Enrichment of geogenic phosphorus in a coastal groundwater system: New insights from dissolved organic matter characterization

Abstract

High concentrations of geogenic phosphorus (P) in coastal aquifer systems pose a serious and continuous threat to the health of marine ecosystems. A major source for geogenic P enrichment in aquifer systems is the mineralization of P-containing organic matter. However, the mechanisms that drive the enrichment remain unclear. Therefore, our study sought to characterize the occurrence, sources, and enrichment mechanisms of geogenic P in a coastal confined aquifer system of the Pearl River Delta, southern China. To achieve this, we conducted Fourier transform ion cyclotron resonance mass spectrometry (FT-ICR-MS) and fluorescence excitation-emission-matrix spectra (EEMs) as well as hydrochemistry and stable carbon isotope analyses. Our findings indicated that intense degradation of P-containing organic matter produced up to 8.07 mg/L of geogenic P in a reducing environment with abundant organic matter. The dissolved organic matter (DOM) of high-P groundwater (P > 1 mg/L) contained more humic-like fluorophores and exhibited higher humification.
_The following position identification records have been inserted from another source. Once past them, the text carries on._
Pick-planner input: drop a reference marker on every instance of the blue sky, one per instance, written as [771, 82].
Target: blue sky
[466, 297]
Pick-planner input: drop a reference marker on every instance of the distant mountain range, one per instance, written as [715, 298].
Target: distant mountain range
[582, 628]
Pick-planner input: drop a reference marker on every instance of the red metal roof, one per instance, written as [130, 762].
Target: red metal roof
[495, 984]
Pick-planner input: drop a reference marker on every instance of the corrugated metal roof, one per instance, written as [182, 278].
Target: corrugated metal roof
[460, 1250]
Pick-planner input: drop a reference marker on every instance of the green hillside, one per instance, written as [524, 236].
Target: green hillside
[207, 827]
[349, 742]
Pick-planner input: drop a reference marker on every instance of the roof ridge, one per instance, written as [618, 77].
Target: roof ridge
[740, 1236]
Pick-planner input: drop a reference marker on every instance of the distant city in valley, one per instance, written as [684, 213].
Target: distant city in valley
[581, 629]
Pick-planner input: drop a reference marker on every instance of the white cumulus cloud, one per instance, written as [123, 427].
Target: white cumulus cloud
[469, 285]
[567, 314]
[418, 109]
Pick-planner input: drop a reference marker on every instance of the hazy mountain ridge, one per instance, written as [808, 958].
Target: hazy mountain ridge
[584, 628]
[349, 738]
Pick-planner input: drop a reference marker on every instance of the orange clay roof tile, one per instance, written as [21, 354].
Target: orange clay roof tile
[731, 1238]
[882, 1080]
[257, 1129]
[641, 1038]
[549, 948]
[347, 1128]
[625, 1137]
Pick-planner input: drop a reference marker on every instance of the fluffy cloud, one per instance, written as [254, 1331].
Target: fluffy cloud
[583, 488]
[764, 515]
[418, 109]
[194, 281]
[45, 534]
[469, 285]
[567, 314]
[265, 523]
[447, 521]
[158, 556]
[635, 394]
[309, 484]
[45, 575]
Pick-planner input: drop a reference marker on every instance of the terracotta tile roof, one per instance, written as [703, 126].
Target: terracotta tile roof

Groundwater with high P concentrations contained more aliphatic compounds and highly unsaturated-low O compounds, and the enrichment of P was mostly associated with CHOP compounds in the region of aliphatic compounds and CHON2P compounds in the region of highly unsaturated-low O compounds. Different types of dissolved organic phosphorus (DOP) can be mineralized into P, and even the mineralization of phosphonates takes precedence over the more unstable phosphate esters. P produced by the metabolism of different types of DOP was assimilated by marine microorganisms (e.g., heterotrophic bacteria and archaea), and the newly synthesized organic P compounds by chemosynthesis were subsequently released into the groundwater. Over time, P continues to be enriched in the aquifer system. This study provides new insights into subsurface P cycling in coastal aquatic systems.